González creó la Fundación Armando Armero, para investigar la denuncias, y encontró apoyo en los genetistas Emilio y Juan José Yunis, que conocieron su trabajo y donaron 100 millones de pesos en pruebas de ADN. Hoy, dice Francisco, esa suma ya se sobrepasó con los cotejos que han hecho. Establecieron un banco de sangre con más de 300 muestras entre sobrevivientes que buscan a sus niños, y niños adoptados que sobrevivieron a la avalancha y buscan a sus padres. La fundación ha documentado 500 casos y, entre esos, hay al menos 70 en los que reposan pruebas testimoniales o videos que indican que los niños salieron vivos de la avalancha. Han logrado cinco reencuentros de sobrevivientes con sus familias.
González explica que la tragedia desbordó las capacidades del Estado, y que en medio del caos, muchos niños fueron embarcados en carros hacia terminales de todo el país, otros a albergues y hospitales. En ese camino pudieron extraviarse. En los años posteriores, decenas de pequeños fueron entregados en adopción, algunos en países como Estados Unidos, Holanda, Ecuador o Venezuela, y otros dentro de Colombia. González y algunos padres creen que hubo irregularidades en los procesos de adopción. Lo han notado en los expedientes de niños entregados a las familias que aparecen incompletos, sin siquiera la foto de los pequeños.
Las familias los han buscado sin tregua, algunas han llevado sus investigaciones particulares fuera del país. El Bienestar Familiar, la institución más interpelada por estos casos, por haber tenido a cargo a cientos de niños sobrevivientes, ha dicho que no estaban preparados para la magnitud de la situación. También ha prometido durante años que investigarán las denuncias. Pero las familias dicen que esas promesas han quedado en el aire.
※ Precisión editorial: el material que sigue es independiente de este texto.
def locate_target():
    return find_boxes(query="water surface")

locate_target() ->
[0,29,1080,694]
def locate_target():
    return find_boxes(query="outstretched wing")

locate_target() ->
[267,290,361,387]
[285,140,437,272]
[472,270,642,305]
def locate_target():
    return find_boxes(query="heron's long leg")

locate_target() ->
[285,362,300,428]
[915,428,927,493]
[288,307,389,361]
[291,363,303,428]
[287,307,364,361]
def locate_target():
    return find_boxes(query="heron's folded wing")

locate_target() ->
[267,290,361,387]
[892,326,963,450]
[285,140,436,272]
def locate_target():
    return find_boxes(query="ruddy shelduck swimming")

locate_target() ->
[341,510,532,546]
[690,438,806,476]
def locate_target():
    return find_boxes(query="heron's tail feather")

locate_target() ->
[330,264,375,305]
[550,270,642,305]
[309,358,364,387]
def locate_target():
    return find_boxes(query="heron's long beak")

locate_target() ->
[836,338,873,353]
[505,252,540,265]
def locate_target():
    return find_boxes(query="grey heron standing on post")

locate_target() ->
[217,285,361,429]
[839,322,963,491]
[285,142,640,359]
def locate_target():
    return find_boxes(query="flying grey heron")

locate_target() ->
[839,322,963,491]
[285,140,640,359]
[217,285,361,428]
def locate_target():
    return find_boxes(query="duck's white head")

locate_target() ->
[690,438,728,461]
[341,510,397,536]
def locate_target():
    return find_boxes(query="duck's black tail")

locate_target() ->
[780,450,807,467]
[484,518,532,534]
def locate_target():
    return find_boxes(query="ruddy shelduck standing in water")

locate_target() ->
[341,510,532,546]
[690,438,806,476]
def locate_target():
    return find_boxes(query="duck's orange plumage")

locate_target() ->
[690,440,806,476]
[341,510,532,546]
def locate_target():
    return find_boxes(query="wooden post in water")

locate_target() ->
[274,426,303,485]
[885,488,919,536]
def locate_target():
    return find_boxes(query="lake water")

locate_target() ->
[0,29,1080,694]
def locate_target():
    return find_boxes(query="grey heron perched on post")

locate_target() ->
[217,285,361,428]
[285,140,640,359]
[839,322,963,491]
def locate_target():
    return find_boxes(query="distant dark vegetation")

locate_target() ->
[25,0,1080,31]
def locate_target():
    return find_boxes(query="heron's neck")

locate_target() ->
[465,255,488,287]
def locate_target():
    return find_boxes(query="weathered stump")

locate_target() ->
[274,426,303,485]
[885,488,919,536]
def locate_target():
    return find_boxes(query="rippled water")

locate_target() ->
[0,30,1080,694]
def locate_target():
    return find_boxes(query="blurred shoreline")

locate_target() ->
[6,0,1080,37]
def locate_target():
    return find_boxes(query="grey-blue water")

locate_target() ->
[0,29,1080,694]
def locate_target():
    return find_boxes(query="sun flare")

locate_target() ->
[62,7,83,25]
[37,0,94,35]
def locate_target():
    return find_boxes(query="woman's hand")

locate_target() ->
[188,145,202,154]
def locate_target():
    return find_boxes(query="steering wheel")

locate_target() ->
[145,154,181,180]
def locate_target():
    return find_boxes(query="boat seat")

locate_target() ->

González agrega que esta búsqueda, que él ha hecho por su cuenta y con recursos escasos, debería estar a cargo del Estado o de la academia.
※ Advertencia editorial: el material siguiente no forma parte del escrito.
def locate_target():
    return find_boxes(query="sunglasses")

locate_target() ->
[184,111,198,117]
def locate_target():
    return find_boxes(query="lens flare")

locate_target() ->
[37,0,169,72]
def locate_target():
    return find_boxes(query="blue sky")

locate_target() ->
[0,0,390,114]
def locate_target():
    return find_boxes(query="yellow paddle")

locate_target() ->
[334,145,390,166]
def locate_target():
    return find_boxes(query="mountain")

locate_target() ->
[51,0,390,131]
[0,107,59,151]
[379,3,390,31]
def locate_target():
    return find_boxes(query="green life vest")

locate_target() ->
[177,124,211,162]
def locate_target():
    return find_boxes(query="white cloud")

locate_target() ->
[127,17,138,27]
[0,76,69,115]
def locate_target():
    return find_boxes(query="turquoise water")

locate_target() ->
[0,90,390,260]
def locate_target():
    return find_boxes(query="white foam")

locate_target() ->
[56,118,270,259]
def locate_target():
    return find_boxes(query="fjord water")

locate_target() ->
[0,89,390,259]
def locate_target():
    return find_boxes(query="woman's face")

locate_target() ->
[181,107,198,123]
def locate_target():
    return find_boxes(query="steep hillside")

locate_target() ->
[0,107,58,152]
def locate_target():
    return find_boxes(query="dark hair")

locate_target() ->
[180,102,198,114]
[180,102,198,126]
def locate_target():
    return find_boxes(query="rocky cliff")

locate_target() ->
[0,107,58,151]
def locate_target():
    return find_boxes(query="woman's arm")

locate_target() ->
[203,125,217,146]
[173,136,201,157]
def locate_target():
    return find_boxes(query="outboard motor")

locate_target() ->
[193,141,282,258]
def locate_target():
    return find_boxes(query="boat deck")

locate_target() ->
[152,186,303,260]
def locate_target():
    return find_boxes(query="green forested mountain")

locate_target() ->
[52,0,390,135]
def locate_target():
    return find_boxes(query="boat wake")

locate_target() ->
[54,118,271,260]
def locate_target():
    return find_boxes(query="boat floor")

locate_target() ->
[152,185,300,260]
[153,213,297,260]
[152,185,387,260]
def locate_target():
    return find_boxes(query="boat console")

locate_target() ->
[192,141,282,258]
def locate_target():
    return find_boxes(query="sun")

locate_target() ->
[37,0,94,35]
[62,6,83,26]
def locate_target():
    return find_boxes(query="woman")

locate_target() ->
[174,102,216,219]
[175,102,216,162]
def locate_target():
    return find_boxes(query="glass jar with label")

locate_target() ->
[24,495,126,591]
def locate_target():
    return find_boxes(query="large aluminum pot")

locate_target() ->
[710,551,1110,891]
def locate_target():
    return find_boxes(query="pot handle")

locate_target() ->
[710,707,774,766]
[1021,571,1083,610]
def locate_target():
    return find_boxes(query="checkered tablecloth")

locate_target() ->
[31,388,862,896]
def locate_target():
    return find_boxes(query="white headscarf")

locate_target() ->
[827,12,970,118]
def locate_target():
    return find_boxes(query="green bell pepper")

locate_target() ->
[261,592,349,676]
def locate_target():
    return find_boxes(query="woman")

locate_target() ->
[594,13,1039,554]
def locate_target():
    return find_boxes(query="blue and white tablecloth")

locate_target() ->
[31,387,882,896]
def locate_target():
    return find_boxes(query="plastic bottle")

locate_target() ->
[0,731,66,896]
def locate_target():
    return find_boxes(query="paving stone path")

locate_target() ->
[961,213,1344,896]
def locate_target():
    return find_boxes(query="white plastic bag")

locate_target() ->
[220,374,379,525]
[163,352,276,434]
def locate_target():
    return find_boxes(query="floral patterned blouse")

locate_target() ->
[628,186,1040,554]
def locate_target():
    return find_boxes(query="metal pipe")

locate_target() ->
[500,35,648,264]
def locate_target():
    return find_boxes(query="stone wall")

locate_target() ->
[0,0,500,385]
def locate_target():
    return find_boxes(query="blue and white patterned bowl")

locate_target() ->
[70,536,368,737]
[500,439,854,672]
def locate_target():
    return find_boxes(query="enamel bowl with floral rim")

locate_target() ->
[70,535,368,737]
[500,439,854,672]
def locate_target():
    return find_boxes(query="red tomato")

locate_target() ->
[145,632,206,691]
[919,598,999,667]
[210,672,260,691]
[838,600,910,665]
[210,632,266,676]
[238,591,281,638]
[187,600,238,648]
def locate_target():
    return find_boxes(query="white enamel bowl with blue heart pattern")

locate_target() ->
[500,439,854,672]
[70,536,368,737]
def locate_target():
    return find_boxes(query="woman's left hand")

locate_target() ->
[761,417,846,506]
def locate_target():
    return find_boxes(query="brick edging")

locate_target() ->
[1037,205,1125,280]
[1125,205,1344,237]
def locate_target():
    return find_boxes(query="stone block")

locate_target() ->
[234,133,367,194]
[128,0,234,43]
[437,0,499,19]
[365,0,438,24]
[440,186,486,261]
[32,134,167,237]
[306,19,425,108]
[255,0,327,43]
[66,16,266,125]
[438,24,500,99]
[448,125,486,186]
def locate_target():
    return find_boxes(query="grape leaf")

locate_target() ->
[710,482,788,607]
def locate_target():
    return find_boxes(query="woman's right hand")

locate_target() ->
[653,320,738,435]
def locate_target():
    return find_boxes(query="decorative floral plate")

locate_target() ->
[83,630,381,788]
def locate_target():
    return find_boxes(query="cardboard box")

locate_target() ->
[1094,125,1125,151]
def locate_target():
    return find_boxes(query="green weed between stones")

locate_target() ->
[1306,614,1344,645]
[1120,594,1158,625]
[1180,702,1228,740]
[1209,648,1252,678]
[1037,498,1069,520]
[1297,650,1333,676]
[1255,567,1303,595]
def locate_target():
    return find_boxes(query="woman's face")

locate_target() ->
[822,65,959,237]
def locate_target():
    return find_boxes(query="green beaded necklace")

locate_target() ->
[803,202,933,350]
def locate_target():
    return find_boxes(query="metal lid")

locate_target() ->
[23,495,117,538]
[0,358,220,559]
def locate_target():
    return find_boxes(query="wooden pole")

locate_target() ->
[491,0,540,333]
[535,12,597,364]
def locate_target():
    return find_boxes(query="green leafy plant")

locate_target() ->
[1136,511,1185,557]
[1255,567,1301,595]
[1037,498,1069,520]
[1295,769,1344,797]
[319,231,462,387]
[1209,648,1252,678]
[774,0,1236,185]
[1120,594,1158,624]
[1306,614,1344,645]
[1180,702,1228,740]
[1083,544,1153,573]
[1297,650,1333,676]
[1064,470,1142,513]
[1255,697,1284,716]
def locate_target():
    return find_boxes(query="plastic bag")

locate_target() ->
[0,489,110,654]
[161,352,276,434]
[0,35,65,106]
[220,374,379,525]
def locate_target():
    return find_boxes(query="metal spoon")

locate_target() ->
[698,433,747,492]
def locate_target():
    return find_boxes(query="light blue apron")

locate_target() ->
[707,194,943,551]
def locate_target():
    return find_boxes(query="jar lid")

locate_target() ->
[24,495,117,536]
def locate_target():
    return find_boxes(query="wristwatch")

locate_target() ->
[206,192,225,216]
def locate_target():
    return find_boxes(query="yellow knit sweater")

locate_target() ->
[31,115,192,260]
Muchas madres sobrevivieron a la avalancha solo por el impulso de encontrar a sus hijos. Gladys Primo quedó atrapada en un hueco en la tierra junto a otras nueve personas, bajo unas tejas de zinc que los resguardaron. El lodo la cubría hasta el torso y le impedía liberarse. Allí estuvo dos días, malherida, con una sed ardiente. Seis de las personas enterradas a su lado murieron. En la tarde del viernes, los rescatistas los encontraron. Ella salió primero. Se agarró a una soga y la jalaron. Sintió que su piel quemada se le desprendía del cuerpo a medida que la desenterraban, mientras una teja le despedazaba una pierna. Estuvo en coma durante tres meses y cuando despertó quiso salir corriendo a buscar a Nubia y Jesús.
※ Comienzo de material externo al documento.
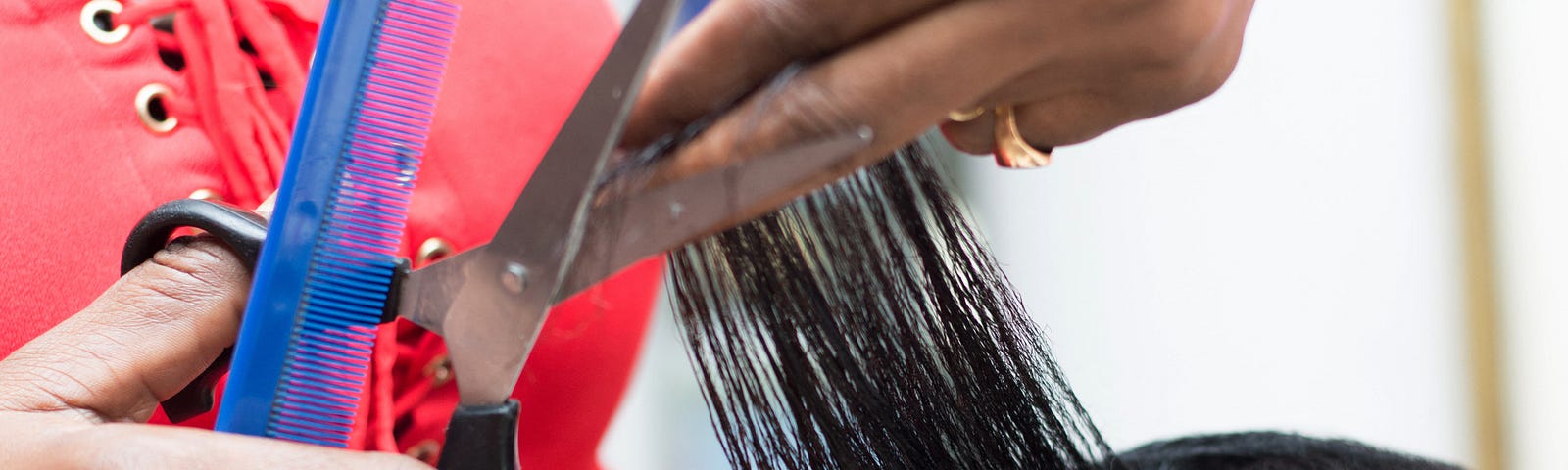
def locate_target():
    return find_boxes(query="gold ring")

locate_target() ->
[996,105,1051,169]
[947,107,985,122]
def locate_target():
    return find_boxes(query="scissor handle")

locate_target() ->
[120,199,267,423]
[436,400,520,470]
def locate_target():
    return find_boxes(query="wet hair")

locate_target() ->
[1116,433,1460,470]
[630,98,1458,470]
[669,144,1111,468]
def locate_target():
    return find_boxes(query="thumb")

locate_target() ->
[0,238,249,423]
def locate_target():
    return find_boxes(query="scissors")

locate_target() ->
[121,0,872,468]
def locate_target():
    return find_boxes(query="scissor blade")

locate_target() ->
[432,0,679,404]
[557,128,872,300]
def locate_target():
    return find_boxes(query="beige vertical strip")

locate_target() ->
[1448,0,1508,470]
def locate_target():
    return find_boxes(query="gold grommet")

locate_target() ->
[996,107,1051,169]
[403,439,441,465]
[81,0,130,44]
[136,83,180,133]
[414,237,455,268]
[190,188,222,201]
[947,107,985,122]
[425,354,452,387]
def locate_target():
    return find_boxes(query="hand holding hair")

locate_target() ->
[627,0,1252,179]
[0,238,428,468]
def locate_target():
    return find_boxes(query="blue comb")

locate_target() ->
[217,0,458,446]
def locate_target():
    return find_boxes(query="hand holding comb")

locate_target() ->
[122,0,870,468]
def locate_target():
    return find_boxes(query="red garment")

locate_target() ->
[0,0,659,468]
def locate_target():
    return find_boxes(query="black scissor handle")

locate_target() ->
[120,199,267,423]
[436,400,520,470]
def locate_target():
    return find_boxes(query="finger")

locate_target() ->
[943,92,1142,155]
[624,0,954,146]
[654,2,1032,194]
[30,425,429,470]
[0,238,249,421]
[941,110,996,155]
Flor Vargas, a quien la avalancha arrastró con sus cuatro hijos, se despertó sola en el hospital La Samaritana, en Bogotá. Tres días después de la avalancha, los médicos entraron a su cuarto y le dijeron que tenían una buena noticia. Ella preguntó si habían encontrado a los niños. “No - le dijeron- usted tiene un mes de embarazo”. El día que la avalancha los separó, ella llevaba a Antonio en el vientre. Dice que el bebé, que nació cuando ella todavía se recuperaba de las heridas, fue la única razón para que luchara contra la muerte. Hoy los dos viven en Bojacá, donde esperan que algún día uno de los cuatro hijos de Flor toque la puerta.